The bottle uses TimePlast, a one of a kind, and patented, additive which aids in the nano-degradation of plastic. It is said to reduce plastic’s lifespan from 1,200 years to approximately 15 years. Waiakea uses packaging made from recycled bottles and will be the first to use the additive on their bottles which, in my view, will go a long way in conserving our environment.

According to Emmons, the reason why this discovery was not made earlier is that most research done on polymers revolves around making plastics stronger and better. Also, the approach taken when it comes to dealing with plastic pollution is the biodegradable approach, which has borne no fruits. To create this new packaging, polymers had to be approached differently. They decided to turn the polymer into a carbon-based wax.

Regular plastic eventually degrades, but the process takes thousands of years.
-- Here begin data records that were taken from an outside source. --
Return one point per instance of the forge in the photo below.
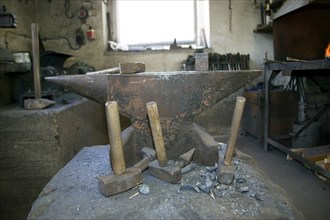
(179, 96)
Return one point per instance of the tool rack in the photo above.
(271, 69)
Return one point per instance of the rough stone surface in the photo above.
(73, 194)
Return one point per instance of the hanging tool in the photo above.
(230, 14)
(37, 102)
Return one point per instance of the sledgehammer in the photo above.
(225, 171)
(121, 179)
(160, 168)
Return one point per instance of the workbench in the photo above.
(300, 69)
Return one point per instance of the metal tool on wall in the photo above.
(38, 102)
With the TimePlast additive, the plastic’s chemical bonds are replaced with less complicated ones, which results in a weaker plastic which has a shorter ecological footprint.

Creating a bottle that had similar properties as plastic was a big challenge and it took the company five years and 1,200 experiments. A pound of additive can be used on 1,000 pounds of plastic. The cost is extremely low and can easily be taken up by bottled beverage manufacturers.